Jill, congratulations on your wedding. Thank you for coming all the way to Canberra to parliament to talk to us about your love story and about your wife. I'm so sorry for your loss.
Jill and Jo were married in Queensland with the help of the wonderful staff at Births, Deaths and Marriages—because of their work, the paperwork difficulties, the waiting period and the other hurdles were overcome. Jo and Jill were approved, married and registered all in one day thanks to their work. Tracy Rankin from Births, Deaths and Marriages even drove halfway to Coolum, where the ceremony was held, so she could hand over the marriage certificates to the celebrant, Kari, who had also been arranged by the palliative care nurses. They did it at a roadside servo.
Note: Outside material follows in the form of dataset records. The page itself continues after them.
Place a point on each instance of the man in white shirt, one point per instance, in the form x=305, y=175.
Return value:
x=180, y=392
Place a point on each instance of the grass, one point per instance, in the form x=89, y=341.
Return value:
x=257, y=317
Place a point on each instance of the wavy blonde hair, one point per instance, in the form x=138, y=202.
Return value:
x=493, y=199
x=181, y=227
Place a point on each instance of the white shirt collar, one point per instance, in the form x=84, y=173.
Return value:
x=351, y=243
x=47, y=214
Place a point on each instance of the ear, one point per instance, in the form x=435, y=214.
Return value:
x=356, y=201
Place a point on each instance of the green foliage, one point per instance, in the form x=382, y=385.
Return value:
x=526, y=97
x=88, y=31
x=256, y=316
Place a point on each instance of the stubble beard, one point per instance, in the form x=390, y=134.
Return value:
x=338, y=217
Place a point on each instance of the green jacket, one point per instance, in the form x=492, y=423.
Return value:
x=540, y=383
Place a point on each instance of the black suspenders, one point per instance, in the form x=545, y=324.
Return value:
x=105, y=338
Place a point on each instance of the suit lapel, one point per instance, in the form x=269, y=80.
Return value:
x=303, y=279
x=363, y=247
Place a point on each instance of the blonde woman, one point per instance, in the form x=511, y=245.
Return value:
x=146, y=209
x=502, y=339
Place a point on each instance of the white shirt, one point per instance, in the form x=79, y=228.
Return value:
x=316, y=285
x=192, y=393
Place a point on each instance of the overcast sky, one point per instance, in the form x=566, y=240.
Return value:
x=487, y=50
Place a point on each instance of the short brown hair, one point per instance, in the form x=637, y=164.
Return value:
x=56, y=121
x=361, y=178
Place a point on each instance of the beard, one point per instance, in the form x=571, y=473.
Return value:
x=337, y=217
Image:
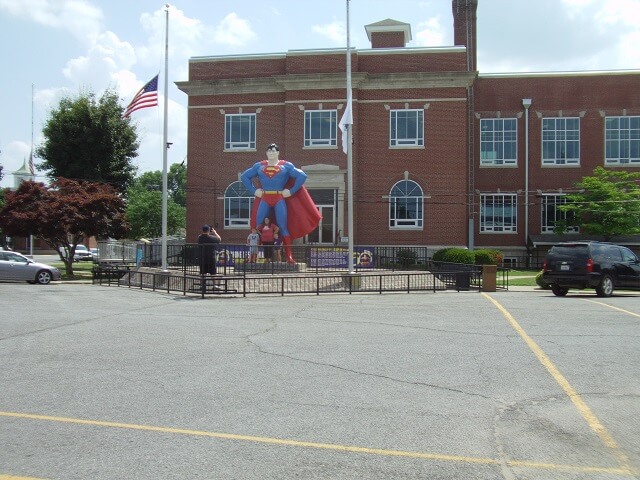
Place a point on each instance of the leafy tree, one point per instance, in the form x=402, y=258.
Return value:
x=87, y=139
x=607, y=204
x=64, y=214
x=144, y=209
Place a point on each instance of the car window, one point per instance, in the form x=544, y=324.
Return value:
x=12, y=257
x=569, y=252
x=628, y=255
x=614, y=254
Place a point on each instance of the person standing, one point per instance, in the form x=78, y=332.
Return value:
x=207, y=242
x=253, y=240
x=277, y=247
x=267, y=230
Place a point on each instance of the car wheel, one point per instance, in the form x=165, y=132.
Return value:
x=605, y=289
x=559, y=291
x=43, y=277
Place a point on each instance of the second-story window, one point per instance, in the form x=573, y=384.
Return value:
x=552, y=217
x=407, y=128
x=498, y=142
x=560, y=141
x=240, y=131
x=320, y=128
x=622, y=137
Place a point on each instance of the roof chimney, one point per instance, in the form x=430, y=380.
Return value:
x=388, y=34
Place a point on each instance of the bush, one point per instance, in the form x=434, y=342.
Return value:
x=541, y=283
x=488, y=257
x=454, y=255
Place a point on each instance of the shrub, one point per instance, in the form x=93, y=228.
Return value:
x=540, y=282
x=488, y=257
x=454, y=255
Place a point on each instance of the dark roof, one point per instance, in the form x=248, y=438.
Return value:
x=552, y=239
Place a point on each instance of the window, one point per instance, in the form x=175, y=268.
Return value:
x=560, y=141
x=498, y=141
x=498, y=213
x=551, y=216
x=320, y=128
x=407, y=128
x=237, y=205
x=405, y=205
x=622, y=140
x=240, y=131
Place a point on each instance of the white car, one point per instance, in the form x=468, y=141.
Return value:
x=17, y=267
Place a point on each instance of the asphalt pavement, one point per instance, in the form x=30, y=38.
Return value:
x=109, y=382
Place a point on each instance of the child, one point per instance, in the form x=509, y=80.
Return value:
x=277, y=246
x=253, y=240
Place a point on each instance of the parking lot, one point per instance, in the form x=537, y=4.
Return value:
x=105, y=383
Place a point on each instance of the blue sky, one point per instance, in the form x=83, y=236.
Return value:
x=63, y=47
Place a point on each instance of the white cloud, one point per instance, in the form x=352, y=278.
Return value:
x=233, y=30
x=430, y=33
x=78, y=17
x=335, y=31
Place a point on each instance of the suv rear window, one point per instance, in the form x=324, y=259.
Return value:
x=569, y=252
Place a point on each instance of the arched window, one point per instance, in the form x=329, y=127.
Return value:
x=406, y=205
x=237, y=205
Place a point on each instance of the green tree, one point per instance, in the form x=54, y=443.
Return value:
x=144, y=208
x=607, y=204
x=87, y=139
x=64, y=214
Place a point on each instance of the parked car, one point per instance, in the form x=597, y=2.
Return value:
x=599, y=265
x=14, y=266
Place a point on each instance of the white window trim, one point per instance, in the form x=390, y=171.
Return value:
x=492, y=229
x=240, y=146
x=415, y=143
x=511, y=162
x=559, y=162
x=548, y=229
x=322, y=142
x=619, y=162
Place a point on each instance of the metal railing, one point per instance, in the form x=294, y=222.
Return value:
x=244, y=285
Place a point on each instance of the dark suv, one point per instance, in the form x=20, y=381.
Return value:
x=598, y=265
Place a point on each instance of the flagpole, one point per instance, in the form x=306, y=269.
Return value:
x=165, y=145
x=33, y=176
x=349, y=152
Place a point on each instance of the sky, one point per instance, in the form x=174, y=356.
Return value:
x=53, y=49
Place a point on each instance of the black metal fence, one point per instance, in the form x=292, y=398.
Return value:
x=309, y=258
x=244, y=285
x=318, y=269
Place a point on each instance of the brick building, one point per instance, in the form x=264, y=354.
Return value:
x=442, y=154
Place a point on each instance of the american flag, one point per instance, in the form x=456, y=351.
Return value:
x=31, y=166
x=147, y=96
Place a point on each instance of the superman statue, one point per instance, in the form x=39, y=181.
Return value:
x=280, y=192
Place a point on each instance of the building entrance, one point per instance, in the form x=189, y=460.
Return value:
x=325, y=200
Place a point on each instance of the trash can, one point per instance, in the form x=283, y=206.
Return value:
x=463, y=280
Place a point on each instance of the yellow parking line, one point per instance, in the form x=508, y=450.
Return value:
x=582, y=407
x=14, y=477
x=325, y=446
x=633, y=314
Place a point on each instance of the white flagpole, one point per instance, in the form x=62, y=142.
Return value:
x=349, y=152
x=165, y=145
x=33, y=177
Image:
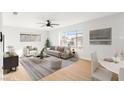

It was so soon after the bill passed that the Births, Deaths and Marriages people hadn't even designed a commemorative certificate yet, so they whipped up two versions in 24 hours and printed both so that Jill and Jo could choose.
Jill told me that, at the wedding ceremony, Jo talked a lot about community, and they were really just so grateful for the community pulling together, and for these people they hadn't even met before—they didn't even know them, strangers—working so hard to make their wedding possible.
We saw the photos tonight from the first ceremony back in 2013, from the ceremony that was held in December 15. Tanya and I were in tears. The photos were amazing. They were beautiful. Jill's wife was such a special person. Jill told us about the jewellery that she made and the sculptures that she made and the craft that she put together and the things that she could do and how driven she was. It was really humbling to hear.
This beautiful, sad story is a reminder of the importance of removing discrimination. Jill told me that that was what mattered to her and to Jo, to have the same rights as anyone else. Before their marriage, Jill had been removed as Jo's next of kin on two occasions. She had to explain their relationship. How hard would that be when you're caring for someone you love who's about to pass away, to have to justify your relationship? This love story shames this parliament for failing to pass marriage equality sooner, because it's almost impossible not to think of others who didn't survive to marry legally. Most of all, it affirms this parliament's decision from last year. It's great to see that there have been 564 same-sex marriages registered in Queensland alone since that decision. It's a love story and I congratulate them. Jill, I'm sorry for your loss.